Final regs issued on conservation easements

The Internal Revenue Service has issued final regulations identifying certain syndicated conservation easement transactions as "listed transactions" that must be reported to the tax authorities.

Syndicated conservation easements have been included in the annual Dirty Dozen tax schemes for many years, arrangements that IRS Commissioner Danny Werfel said "generate high fees for promoters and willing participants who gamed the tax system with grossly inflated appraisals." 

In these transactions, investors typically acquire an interest in a partnership that owns land and then claim an inflated charitable contribution deduction based on a grossly overvalued appraisal. 

IRS headquarters in Washington, D.C.
Andrew Harrer/Bloomberg

Going forward, participants and material advisors will need to report their participation in these transactions using Forms 8886 and 8918.
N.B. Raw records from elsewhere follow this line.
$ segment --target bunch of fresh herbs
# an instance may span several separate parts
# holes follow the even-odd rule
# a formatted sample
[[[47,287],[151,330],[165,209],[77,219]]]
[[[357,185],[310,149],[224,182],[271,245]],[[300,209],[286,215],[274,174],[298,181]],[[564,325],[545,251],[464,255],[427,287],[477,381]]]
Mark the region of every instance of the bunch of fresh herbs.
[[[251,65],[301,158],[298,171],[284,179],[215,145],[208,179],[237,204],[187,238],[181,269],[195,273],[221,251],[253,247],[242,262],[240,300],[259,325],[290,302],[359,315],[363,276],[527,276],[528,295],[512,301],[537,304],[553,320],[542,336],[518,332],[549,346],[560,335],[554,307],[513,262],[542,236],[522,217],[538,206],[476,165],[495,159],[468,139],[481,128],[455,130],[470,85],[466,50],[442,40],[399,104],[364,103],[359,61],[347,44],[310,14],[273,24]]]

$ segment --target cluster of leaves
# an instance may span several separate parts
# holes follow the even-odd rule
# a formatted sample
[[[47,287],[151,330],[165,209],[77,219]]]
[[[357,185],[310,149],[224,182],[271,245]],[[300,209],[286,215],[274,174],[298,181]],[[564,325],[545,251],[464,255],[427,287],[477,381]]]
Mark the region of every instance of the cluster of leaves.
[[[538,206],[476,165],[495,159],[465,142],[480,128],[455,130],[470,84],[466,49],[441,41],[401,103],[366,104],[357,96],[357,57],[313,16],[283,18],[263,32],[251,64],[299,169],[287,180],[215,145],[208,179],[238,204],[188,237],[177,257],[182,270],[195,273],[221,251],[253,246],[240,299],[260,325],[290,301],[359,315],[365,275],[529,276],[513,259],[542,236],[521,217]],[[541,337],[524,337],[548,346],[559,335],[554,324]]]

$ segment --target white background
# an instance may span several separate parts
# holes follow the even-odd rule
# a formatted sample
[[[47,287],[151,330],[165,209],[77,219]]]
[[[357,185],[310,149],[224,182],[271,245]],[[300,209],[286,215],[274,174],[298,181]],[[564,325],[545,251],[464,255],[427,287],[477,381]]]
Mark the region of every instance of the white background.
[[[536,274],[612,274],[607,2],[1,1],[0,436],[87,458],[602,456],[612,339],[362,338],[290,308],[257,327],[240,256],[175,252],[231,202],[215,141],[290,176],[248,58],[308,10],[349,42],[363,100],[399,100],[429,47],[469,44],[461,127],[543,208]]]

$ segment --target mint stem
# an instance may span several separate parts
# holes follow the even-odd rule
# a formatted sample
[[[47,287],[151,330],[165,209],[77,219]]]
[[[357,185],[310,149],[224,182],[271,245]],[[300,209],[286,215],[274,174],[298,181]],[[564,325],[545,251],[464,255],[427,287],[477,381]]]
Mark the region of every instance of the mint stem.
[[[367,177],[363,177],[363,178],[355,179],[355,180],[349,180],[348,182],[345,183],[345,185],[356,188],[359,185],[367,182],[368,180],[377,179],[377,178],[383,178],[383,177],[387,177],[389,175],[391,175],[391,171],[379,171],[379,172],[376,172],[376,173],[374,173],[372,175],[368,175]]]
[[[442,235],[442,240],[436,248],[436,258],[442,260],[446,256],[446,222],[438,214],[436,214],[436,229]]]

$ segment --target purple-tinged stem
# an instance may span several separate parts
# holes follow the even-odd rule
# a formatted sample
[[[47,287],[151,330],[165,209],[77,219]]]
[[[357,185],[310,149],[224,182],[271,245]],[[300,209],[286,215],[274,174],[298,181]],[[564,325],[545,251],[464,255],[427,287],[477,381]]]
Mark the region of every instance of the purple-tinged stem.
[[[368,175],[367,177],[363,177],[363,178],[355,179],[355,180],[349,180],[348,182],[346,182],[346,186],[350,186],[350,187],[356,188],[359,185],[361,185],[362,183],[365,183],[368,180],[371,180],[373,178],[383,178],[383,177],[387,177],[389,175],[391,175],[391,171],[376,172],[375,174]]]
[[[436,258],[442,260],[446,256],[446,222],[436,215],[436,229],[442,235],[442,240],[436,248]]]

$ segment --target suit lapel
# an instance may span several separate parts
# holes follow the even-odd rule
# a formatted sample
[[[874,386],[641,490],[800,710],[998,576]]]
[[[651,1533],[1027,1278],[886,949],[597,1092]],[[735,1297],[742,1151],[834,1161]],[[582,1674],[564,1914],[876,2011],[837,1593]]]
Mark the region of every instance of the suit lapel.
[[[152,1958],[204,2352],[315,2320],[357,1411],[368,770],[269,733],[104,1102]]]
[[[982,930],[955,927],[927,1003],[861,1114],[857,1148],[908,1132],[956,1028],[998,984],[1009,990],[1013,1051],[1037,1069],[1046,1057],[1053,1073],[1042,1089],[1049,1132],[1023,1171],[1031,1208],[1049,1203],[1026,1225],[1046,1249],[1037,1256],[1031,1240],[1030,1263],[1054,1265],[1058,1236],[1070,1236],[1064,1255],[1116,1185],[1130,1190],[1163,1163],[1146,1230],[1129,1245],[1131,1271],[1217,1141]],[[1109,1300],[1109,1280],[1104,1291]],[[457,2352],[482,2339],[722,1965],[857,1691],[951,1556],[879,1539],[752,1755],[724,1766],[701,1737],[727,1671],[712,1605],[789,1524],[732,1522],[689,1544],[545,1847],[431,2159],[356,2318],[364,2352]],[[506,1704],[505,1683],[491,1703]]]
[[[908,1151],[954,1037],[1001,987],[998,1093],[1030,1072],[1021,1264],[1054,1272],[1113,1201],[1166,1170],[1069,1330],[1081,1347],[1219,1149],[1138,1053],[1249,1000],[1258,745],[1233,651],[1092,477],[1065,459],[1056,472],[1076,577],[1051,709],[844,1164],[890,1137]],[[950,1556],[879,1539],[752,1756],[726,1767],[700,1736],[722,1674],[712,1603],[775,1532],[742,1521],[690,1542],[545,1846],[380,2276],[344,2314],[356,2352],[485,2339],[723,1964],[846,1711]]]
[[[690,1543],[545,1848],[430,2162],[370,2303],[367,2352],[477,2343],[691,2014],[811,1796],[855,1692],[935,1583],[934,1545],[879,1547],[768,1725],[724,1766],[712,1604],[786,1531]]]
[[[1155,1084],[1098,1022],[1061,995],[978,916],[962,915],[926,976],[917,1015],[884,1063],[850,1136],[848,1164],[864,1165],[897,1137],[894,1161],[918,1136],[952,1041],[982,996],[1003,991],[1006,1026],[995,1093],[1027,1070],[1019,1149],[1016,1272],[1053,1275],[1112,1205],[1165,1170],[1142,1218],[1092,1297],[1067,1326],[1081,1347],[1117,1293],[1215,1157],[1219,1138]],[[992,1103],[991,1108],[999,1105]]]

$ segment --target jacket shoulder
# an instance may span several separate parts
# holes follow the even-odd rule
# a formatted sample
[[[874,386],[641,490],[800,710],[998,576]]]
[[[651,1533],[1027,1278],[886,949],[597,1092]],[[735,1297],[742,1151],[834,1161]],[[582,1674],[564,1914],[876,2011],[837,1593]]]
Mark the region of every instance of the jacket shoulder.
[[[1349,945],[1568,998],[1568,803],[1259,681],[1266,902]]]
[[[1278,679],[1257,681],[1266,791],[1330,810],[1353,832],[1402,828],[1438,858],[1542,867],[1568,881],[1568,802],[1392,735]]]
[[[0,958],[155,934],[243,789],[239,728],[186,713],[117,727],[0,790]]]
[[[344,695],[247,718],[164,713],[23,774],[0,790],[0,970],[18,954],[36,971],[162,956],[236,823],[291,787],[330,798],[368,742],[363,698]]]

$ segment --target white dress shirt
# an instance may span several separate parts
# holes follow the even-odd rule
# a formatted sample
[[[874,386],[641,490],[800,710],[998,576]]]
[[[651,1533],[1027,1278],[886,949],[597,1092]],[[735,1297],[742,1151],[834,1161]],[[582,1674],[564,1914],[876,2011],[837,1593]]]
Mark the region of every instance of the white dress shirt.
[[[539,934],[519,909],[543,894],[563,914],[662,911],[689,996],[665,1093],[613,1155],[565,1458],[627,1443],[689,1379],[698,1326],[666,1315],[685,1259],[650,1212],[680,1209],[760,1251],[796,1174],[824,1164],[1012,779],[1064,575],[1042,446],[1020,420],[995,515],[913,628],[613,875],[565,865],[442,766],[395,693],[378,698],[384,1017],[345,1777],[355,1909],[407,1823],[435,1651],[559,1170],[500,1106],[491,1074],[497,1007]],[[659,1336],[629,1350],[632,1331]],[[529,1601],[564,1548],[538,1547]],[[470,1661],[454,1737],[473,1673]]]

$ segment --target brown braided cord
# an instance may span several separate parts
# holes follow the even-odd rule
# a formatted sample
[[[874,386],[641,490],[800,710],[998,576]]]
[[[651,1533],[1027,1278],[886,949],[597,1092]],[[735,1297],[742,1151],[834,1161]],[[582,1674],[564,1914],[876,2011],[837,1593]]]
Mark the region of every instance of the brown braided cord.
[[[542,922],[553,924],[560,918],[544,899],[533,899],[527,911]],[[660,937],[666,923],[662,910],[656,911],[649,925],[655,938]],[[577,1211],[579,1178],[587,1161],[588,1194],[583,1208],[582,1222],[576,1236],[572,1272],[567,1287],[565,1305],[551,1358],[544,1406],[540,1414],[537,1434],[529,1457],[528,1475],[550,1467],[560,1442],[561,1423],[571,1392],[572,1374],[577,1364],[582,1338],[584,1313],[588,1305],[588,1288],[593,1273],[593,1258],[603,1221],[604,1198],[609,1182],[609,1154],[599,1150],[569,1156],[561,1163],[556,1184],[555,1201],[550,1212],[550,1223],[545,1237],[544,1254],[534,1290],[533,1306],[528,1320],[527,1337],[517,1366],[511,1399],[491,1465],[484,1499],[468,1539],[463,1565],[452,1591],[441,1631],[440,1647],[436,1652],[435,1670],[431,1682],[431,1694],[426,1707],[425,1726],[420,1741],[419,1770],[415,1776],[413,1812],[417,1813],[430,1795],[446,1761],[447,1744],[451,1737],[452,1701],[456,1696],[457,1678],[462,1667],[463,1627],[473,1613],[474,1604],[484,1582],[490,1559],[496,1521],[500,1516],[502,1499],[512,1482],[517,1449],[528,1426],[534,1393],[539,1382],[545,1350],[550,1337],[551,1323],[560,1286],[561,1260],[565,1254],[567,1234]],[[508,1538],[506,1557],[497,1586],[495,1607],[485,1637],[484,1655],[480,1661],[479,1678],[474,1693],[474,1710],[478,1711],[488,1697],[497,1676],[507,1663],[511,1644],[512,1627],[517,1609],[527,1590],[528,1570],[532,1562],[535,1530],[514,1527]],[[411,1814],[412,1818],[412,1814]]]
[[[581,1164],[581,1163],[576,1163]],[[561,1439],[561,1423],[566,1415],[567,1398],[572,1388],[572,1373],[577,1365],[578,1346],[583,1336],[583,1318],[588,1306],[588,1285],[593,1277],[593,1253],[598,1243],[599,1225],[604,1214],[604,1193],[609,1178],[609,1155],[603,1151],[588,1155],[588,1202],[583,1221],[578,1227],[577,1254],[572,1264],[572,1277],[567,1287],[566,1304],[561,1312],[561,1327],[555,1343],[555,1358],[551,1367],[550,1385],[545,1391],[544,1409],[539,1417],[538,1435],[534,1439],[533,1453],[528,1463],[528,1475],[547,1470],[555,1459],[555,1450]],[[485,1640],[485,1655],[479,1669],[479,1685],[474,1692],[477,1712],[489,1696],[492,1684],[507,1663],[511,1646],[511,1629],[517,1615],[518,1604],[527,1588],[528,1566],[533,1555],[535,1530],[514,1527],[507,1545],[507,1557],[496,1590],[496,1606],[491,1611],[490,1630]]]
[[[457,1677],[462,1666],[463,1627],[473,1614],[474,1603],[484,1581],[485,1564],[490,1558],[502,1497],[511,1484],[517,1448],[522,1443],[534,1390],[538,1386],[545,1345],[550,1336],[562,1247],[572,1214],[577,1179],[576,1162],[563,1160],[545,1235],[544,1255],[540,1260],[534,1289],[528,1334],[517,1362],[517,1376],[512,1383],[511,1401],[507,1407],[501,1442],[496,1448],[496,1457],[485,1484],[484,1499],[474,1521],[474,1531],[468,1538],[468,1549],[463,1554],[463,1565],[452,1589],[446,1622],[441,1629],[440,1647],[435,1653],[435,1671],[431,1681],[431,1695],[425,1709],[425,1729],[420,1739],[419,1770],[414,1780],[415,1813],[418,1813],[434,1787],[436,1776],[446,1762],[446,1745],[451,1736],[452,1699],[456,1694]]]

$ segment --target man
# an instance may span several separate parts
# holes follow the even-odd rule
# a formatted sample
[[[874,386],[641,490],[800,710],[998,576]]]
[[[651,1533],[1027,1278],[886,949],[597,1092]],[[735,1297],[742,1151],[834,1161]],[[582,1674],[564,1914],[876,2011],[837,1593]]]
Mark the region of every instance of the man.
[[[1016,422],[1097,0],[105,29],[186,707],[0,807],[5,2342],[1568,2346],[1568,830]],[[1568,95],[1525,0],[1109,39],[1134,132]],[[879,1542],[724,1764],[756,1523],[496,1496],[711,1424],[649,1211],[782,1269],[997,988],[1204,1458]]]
The IRS issued the regs after litigants attacked how its initial guidance was adopted and alleged failure to comply with the requirements of the Administrative Procedures Act, which requires public notice of proposed action and opportunity for comment.

The final regulations clarify that participants and material advisors must report these transactions, including any transactions that were completed in taxable years that are still open.

The IRS has reported "significant success" in the courts resulting in a number of syndicated partnerships having their grossly inflated easement valuations reduced for tax purposes.